= Sankara Eye Foundation =

U.S.-based non-profit organization

Sankara Eye Foundation (SEF) USA is a US-based non-profit organization that workss toward eliminating curable blindness in India. SEF is a 501(c)(3) registered non-profit organization.

==Beginning==
Founded in 1998 by Murali Krishnamurthy, K. Sridharan, and Sridharan's neighbor Ahmad Khushnood with the help of their first donor, Harihara Moorthy. At the urging of their uncle Mr. P. Balasubramaniam of India, brothers Murali and Sridharan became motivated to help Sankara Eye Hospital run by Dr.R.V. Ramani (awarded with Padma Shri), whose mission headquarters is in Coimbatore, India.
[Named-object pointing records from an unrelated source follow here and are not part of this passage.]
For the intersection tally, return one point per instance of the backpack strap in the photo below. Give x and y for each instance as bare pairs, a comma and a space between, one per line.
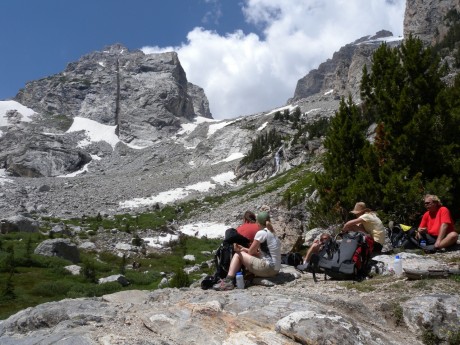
264, 245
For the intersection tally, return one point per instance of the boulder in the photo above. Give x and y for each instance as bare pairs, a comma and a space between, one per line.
61, 247
115, 278
18, 224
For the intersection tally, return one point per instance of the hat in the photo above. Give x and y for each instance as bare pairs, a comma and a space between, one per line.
262, 218
359, 207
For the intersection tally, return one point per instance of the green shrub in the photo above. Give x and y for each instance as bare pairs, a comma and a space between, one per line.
52, 288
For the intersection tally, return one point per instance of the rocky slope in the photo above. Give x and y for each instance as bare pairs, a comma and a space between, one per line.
293, 309
162, 145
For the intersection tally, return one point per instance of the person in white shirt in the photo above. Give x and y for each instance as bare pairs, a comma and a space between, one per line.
262, 258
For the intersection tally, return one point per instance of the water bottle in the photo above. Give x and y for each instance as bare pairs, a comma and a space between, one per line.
239, 280
397, 265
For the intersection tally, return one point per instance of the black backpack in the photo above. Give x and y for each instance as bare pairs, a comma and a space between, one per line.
346, 260
403, 236
292, 259
222, 259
Foundation raises $1.4 million to end curable blindness in India through its gala programme, 'Be the Light' in New York in September 2023.

== Sustainable Development Goals ==
The Foundation's Vision 2030 is modeled after the United Nations' Sustainable Development Goals and it aims to end avoidable blindness in India by providing 1 million free eye surgeries annually by the year 2030. It has done 355,000 free eye surgeries in 2022. In October 2024, it opened one more branch, RJ Sankara Eye Hospital in Varanasi, which was inaugurated by prime minister Narendra Modi. It has a network of 27 hospitals in 14 states in India.